Date : 00.00.00
Name of the Patient : Abc XyzDanalmn / M / 33 yrs.
Referred by : Dr. Abc Xyzikhalikar.
Examination : M.R.I. of the Dorso-lumbar Spine.
CLINICAL PROFILE :
C/O backache since 1 month.
C/O weakness of BLE since 4-5 days.
H/O epilepsy since 2 years.
M.R.I of the dorso-lumbar spine was performed using the following parameters :
4 mm thick T1 Weighted and T2 Weighted sagittal images.
7 mm thick T1 Weighted and T2 Weighted axial images.
6 mm thick T1 Weighted coronal images.
The D7 and D8 vertebral bodies appear relatively more hypointense when compared to the rest of the vertebrae on the T1 Weighted images and appear heterogeneously hyperintense on the T2 Weighted images.

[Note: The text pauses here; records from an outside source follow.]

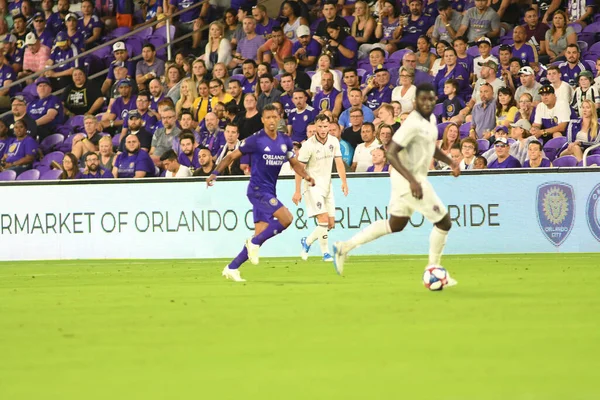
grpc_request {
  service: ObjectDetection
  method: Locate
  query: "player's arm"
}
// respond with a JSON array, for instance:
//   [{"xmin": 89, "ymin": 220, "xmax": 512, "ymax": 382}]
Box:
[
  {"xmin": 386, "ymin": 140, "xmax": 423, "ymax": 200},
  {"xmin": 206, "ymin": 149, "xmax": 242, "ymax": 186},
  {"xmin": 335, "ymin": 157, "xmax": 348, "ymax": 196},
  {"xmin": 290, "ymin": 157, "xmax": 315, "ymax": 186},
  {"xmin": 433, "ymin": 146, "xmax": 460, "ymax": 176}
]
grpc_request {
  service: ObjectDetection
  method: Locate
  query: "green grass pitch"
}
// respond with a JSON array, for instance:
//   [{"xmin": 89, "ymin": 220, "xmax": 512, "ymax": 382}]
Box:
[{"xmin": 0, "ymin": 254, "xmax": 600, "ymax": 400}]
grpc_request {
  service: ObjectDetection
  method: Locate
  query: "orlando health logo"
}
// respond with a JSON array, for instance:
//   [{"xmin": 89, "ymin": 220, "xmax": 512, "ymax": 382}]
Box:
[{"xmin": 536, "ymin": 182, "xmax": 575, "ymax": 247}]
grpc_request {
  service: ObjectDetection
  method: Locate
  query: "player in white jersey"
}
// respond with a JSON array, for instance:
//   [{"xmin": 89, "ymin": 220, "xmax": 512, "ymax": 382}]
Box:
[
  {"xmin": 333, "ymin": 84, "xmax": 460, "ymax": 286},
  {"xmin": 292, "ymin": 114, "xmax": 348, "ymax": 262}
]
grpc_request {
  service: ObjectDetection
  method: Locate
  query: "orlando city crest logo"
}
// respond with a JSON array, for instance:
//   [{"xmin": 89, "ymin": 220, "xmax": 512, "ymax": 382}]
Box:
[{"xmin": 536, "ymin": 182, "xmax": 575, "ymax": 247}]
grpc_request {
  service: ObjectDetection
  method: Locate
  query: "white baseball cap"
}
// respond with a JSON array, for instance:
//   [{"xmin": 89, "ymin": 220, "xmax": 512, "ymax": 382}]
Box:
[{"xmin": 113, "ymin": 42, "xmax": 127, "ymax": 52}]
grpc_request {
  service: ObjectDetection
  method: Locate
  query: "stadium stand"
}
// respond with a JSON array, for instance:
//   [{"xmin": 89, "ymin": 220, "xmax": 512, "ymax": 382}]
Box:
[{"xmin": 0, "ymin": 0, "xmax": 600, "ymax": 180}]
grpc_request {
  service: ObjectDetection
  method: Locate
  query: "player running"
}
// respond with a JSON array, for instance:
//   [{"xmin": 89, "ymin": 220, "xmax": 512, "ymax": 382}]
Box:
[
  {"xmin": 206, "ymin": 104, "xmax": 315, "ymax": 282},
  {"xmin": 333, "ymin": 84, "xmax": 460, "ymax": 286},
  {"xmin": 292, "ymin": 114, "xmax": 348, "ymax": 262}
]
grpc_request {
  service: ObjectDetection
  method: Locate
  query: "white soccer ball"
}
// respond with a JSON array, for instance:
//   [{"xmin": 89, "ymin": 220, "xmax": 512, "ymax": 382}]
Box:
[{"xmin": 423, "ymin": 265, "xmax": 448, "ymax": 291}]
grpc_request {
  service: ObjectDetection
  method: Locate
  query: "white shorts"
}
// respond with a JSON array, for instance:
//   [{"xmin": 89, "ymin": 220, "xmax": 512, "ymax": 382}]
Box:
[
  {"xmin": 304, "ymin": 188, "xmax": 335, "ymax": 217},
  {"xmin": 388, "ymin": 179, "xmax": 448, "ymax": 224}
]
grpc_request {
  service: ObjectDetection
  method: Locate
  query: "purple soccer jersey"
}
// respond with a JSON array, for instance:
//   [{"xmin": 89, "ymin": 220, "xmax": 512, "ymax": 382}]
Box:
[
  {"xmin": 313, "ymin": 88, "xmax": 340, "ymax": 115},
  {"xmin": 6, "ymin": 136, "xmax": 38, "ymax": 163},
  {"xmin": 239, "ymin": 129, "xmax": 294, "ymax": 223},
  {"xmin": 288, "ymin": 106, "xmax": 318, "ymax": 142},
  {"xmin": 114, "ymin": 150, "xmax": 155, "ymax": 178}
]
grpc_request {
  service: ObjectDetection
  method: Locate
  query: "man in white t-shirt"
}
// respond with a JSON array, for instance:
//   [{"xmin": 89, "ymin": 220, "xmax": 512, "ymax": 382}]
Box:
[
  {"xmin": 160, "ymin": 150, "xmax": 192, "ymax": 178},
  {"xmin": 333, "ymin": 83, "xmax": 460, "ymax": 286},
  {"xmin": 350, "ymin": 122, "xmax": 381, "ymax": 172},
  {"xmin": 292, "ymin": 114, "xmax": 348, "ymax": 262}
]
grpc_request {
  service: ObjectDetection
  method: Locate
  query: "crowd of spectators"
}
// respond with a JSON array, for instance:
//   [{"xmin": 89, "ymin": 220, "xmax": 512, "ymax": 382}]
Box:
[{"xmin": 0, "ymin": 0, "xmax": 600, "ymax": 179}]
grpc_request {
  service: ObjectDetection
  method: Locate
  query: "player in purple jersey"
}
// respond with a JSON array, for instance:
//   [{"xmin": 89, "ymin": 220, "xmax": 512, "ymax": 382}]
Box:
[{"xmin": 206, "ymin": 104, "xmax": 315, "ymax": 282}]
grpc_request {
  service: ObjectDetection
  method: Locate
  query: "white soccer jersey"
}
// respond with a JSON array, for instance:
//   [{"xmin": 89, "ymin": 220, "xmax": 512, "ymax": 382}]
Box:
[
  {"xmin": 391, "ymin": 110, "xmax": 438, "ymax": 192},
  {"xmin": 298, "ymin": 135, "xmax": 342, "ymax": 194}
]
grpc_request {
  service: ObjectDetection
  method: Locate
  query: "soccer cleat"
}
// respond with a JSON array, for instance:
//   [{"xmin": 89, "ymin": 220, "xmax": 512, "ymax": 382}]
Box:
[
  {"xmin": 246, "ymin": 238, "xmax": 260, "ymax": 265},
  {"xmin": 221, "ymin": 265, "xmax": 246, "ymax": 282},
  {"xmin": 300, "ymin": 237, "xmax": 310, "ymax": 261},
  {"xmin": 333, "ymin": 242, "xmax": 346, "ymax": 275}
]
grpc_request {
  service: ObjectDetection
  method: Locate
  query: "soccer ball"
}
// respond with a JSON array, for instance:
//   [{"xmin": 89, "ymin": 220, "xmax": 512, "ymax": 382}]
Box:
[{"xmin": 423, "ymin": 265, "xmax": 448, "ymax": 291}]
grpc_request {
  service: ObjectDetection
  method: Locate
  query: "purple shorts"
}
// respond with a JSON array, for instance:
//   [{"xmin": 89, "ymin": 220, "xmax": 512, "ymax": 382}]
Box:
[{"xmin": 248, "ymin": 193, "xmax": 283, "ymax": 223}]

The D3 and D5 vertebral bodies also show a hyperintense signal on the T2 Weighted images.
There is destruction of the right transverse process of the D10 and D11 vertebrae. There is a minimal right paravertebral and right posterior paraspinal soft tissue lesion extending over the D10 to D12 vertebral levels. This lesion is of intermediate signal on the T1 Weighted images and turns hyperintense on the T2 Weighted images. There is also extension of the soft tissue lesion in the right lateral epidural space over the D9 to D12 vertebral levels, with cord compression. The dorsal spinal cord over these levels shows a subtle hyperintense signal on the T2 Weighted images suggesting cord edema/ischemia.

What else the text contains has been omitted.